The rule that common carriers cannot secure immunity from liability for their own negligence has no application when a railroad company is acting outside the performance of its duty as a common carrier. In such a case, the ordinary rules of law relating to contracts control.
A contract made by a railroad company for construction work is one made outside of the performance of its duty as a common carrier, and a stipulation that the contractor, in consideration of lawfully reduced rates for transportation of supplies and employees, will assume all risk of damage of any kind even if occasioned by tho company's negligence is not void as against public policy. Balt. & Ohio Ry. Co. v. Voight, 176 U. S. 498, followed; Railroad Co. v. Lockwood, 17 Wall. 357, distinguished.
In dealing with transportation of supplies and employees of contractors in connection with construction and improvement of its own road, a railroad company does not act as a common carrier; arrangements made in good faith with such contractors for free or reduced rates are not violations of the prohibitions of the Interstate Commerce Act against rebates. See Matter of Railroad-Telegraph Contracts, 12 I.C.C. 10.

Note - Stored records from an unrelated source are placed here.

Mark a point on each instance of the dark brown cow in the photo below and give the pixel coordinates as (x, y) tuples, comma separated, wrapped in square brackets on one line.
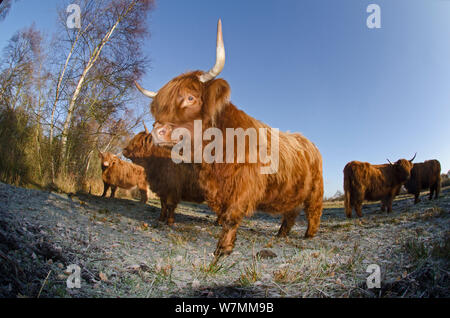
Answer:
[(126, 175), (425, 175), (170, 181), (234, 190), (364, 181)]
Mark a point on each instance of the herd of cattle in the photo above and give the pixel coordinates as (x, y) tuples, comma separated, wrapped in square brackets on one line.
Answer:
[(235, 190)]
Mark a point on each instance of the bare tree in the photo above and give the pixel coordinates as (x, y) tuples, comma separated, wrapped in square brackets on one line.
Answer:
[(103, 57)]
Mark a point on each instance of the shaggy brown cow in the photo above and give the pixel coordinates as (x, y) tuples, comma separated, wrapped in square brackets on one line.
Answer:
[(234, 189), (126, 175), (425, 175), (363, 181), (171, 182)]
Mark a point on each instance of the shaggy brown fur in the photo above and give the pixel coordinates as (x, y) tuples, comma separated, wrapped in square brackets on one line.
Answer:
[(425, 175), (118, 173), (171, 182), (363, 181), (236, 190)]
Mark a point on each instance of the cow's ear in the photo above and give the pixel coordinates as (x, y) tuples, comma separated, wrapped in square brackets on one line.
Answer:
[(216, 97)]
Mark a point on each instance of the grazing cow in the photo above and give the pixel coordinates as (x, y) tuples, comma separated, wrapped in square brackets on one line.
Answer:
[(364, 181), (425, 175), (235, 188), (170, 181), (126, 175)]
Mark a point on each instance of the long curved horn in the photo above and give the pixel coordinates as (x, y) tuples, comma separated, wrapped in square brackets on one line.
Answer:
[(146, 130), (144, 91), (220, 57)]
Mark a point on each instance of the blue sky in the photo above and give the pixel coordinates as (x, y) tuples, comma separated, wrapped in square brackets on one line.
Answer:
[(311, 66)]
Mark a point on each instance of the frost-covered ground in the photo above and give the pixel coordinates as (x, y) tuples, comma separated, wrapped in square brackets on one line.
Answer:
[(124, 252)]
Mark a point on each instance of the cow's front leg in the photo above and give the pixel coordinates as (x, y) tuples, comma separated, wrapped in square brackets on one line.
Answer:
[(230, 224)]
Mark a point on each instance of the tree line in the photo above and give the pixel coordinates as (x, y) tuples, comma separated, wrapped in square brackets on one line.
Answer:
[(64, 97)]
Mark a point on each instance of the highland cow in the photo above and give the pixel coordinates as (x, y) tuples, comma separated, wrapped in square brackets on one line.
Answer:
[(236, 189), (118, 173), (364, 181), (171, 182), (425, 175)]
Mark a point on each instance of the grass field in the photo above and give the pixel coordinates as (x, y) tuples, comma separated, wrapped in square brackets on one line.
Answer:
[(124, 252)]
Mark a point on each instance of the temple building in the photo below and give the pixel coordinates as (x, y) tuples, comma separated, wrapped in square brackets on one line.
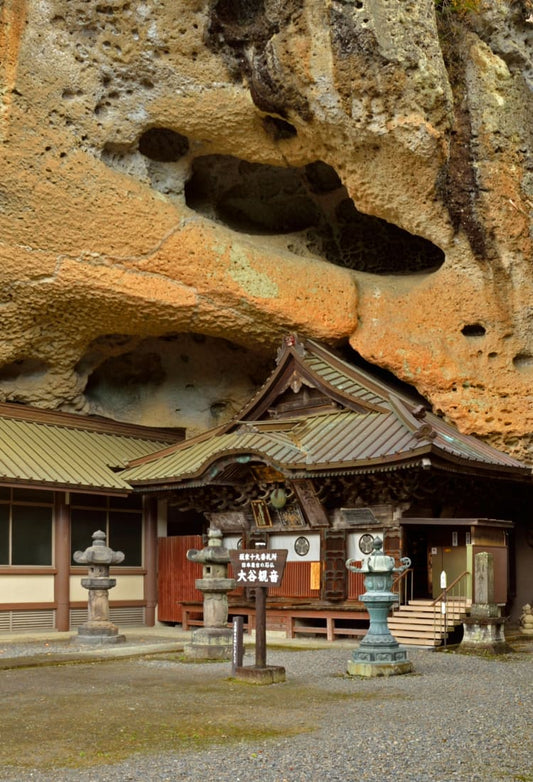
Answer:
[(325, 457)]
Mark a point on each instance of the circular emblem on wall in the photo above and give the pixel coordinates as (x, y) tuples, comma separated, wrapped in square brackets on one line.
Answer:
[(366, 543), (301, 546)]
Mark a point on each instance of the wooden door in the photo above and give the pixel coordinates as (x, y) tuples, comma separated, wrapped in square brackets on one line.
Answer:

Where no rule of public policy denies effect to stipulations in a contract, the highest public policy is found in enforcing the contract as actually made.
Courts are not at liberty to revise contracts. They can only determine what the parties meant by the terms and expressions as used.
In this case, held that expressions to effect that the contractor assumed "all risk and damage" and the railroad company assumed "no obligation or risk" in a contract between a railroad company and
contractor for construction of roadbed, and not in connection with duties as a common carrier, included damage caused by the company's own negligence. Quaere to what extent a contractor can, by a stipulation, valid as to himself and in consideration of reduced rate of transportation, exempt a railroad company from liability to his employs for damage sustained by them from negligence of the railroad company while transporting them.
13 Ariz. 186 reversed.
The facts, which involve the construction of a contract between a railway company and a construction contractor and the liability of the former for materials belonging to the latter destroyed by fire, are stated in the opinion.